Back outdoors, knee throbbing, I attempted a second blow, -- Bang! -- Ouch! a piece of mortar flew in my eye, so now I had one bad eye and a limp. All I needed was a parrot to sit on my shoulder and a crutch to look like the proverbial pirate. I settled for a chicken who had waddled its way over to see what all the commotion was about, then left as it realised there was nothing remotely interesting and no worms!


I rubbed my eye which isn't a good idea but it's the only thing which brought relief. Tears began emerging down my face and then the mobile rang! I fumbled around in my pocket to the sound of a baby's laughter -- my daughter got me this cute little ring tone! I felt the situation was very apt considering I'd just turned slapstick on what should have been a relatively simple operation.


"Mum, don't pick me up early from college just the usual time, okay! bye!"

Mmmm! So much for any sypathetic conversation!

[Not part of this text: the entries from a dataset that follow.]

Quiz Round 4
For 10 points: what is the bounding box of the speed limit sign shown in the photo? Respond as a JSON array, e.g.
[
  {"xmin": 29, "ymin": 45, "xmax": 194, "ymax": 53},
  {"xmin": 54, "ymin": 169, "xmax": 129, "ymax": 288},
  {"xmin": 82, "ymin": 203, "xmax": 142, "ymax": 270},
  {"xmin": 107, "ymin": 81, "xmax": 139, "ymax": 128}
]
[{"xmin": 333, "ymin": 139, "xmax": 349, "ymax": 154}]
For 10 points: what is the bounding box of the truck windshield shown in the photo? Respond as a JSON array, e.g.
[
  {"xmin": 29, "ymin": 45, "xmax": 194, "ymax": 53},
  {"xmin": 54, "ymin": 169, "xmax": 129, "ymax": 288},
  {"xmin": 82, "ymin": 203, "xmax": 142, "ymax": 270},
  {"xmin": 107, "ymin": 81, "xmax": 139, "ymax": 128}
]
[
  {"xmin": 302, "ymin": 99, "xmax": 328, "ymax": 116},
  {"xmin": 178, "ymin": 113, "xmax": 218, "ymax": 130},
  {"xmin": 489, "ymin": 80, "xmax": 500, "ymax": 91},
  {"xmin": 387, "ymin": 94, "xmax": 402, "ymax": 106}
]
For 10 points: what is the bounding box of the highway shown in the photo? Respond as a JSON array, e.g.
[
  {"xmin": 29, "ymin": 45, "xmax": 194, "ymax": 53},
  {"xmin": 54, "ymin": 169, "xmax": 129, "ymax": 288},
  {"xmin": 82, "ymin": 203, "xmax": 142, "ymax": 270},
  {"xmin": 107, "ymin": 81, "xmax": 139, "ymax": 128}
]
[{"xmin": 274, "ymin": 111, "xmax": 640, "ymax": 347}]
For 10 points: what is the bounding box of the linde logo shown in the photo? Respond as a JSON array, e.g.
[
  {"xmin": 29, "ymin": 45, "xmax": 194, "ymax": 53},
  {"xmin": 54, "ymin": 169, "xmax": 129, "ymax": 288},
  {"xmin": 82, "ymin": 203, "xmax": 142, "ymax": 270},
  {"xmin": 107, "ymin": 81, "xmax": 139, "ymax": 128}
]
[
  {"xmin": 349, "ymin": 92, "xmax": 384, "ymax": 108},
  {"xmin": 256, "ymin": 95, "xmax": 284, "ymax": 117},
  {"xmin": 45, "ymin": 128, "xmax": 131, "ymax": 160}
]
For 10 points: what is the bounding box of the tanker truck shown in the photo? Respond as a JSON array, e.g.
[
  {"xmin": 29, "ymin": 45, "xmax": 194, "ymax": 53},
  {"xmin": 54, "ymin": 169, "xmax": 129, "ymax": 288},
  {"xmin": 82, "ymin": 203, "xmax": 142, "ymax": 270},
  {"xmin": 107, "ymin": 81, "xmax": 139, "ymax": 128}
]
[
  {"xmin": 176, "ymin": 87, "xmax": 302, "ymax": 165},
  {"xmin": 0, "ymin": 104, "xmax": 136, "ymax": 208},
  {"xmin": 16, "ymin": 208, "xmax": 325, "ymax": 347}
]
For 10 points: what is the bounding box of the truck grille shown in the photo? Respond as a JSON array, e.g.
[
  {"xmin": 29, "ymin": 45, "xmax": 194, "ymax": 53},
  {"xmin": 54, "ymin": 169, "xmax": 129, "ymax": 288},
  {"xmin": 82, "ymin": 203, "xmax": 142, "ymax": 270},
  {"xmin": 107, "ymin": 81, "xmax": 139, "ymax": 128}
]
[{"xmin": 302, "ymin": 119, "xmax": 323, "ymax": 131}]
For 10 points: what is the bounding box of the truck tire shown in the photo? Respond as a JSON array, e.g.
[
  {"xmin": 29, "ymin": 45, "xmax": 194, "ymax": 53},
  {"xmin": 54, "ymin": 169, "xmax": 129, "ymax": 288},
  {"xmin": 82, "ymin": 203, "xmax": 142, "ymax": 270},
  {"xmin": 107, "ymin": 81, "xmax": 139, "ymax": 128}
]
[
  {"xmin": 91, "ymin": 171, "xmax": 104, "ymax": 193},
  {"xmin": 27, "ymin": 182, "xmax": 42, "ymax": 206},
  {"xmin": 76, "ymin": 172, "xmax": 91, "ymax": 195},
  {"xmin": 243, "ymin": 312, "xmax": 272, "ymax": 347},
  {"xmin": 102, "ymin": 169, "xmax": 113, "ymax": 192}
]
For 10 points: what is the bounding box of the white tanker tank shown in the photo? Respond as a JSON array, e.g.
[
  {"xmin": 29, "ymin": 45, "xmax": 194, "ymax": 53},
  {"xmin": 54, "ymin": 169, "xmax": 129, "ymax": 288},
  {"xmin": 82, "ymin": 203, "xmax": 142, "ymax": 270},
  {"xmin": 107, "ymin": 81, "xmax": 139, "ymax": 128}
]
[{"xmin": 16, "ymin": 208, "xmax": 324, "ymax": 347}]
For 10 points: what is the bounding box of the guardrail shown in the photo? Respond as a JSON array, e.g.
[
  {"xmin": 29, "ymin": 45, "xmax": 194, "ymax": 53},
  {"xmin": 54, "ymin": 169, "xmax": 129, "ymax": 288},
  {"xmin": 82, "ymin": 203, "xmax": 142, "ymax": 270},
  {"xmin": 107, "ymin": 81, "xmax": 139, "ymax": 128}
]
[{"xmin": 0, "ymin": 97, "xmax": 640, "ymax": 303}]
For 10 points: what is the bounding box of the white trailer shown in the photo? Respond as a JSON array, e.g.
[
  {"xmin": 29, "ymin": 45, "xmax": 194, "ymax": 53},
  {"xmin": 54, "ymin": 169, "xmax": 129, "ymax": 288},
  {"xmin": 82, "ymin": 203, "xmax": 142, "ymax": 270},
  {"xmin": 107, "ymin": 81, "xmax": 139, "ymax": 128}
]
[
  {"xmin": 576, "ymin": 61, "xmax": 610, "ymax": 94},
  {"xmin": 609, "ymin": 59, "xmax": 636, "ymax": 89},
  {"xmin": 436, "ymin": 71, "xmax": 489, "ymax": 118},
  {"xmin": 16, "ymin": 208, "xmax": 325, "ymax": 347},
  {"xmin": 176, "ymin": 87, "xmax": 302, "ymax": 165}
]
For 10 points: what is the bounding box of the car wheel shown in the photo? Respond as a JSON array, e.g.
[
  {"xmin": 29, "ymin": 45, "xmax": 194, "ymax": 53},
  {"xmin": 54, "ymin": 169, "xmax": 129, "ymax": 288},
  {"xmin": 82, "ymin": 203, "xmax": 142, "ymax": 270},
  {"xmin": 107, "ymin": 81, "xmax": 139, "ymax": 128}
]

"Bye Steph" It ended with a sniffle and a trek indoors in order to wash out my rather irratable eye.


Third time lucky, I thought. My face was smeared with dirty cement -- I looked a proper twirp and awful glad that no one had come around to pay a visit! Face washed, eye half open but working, limp improving, I ventured back to the wall.


"Right you piece of rubble -- Have it!" I swung my hammer, hit the chisel and one brick fell away with ease -- right on my toe! Didn't hurt though, I had very good boots on my feet. I hit another brick and it fell away too, at this rate I'll be finished for lunch and I can proudly boast to my hubby that I demolished part of the wall today!


I'm aching all over! My shoulders hurt, my chest hurts, my wrists and my neck. I can feel all my muscles stiffening. I have a limp and a bruised knee, a sore reddened eye and a little blister on my thumb -- I'm useless! 10 bricks later and my contribution has ended. So much for my demolition day, but I have the scars to prove that I did actually do my bit, although it was actually, only a bit!


My hubby will come home and ask if the wall has gone. I'll say yes! but I hurt myself in the process. He will say, "Well you should have waited until I got home" No sympathy, no thanks and in the next breath he will say "What's for dinner?"


Builder, blogger, mother, wife and head cook! That's me! Would I have it any other way? Well perhaps I'd like my house to be finished, not to have scleroderma and to be able to do a day's work without any pain. So yes! I'd like that but would I swap my life? No, not a chance!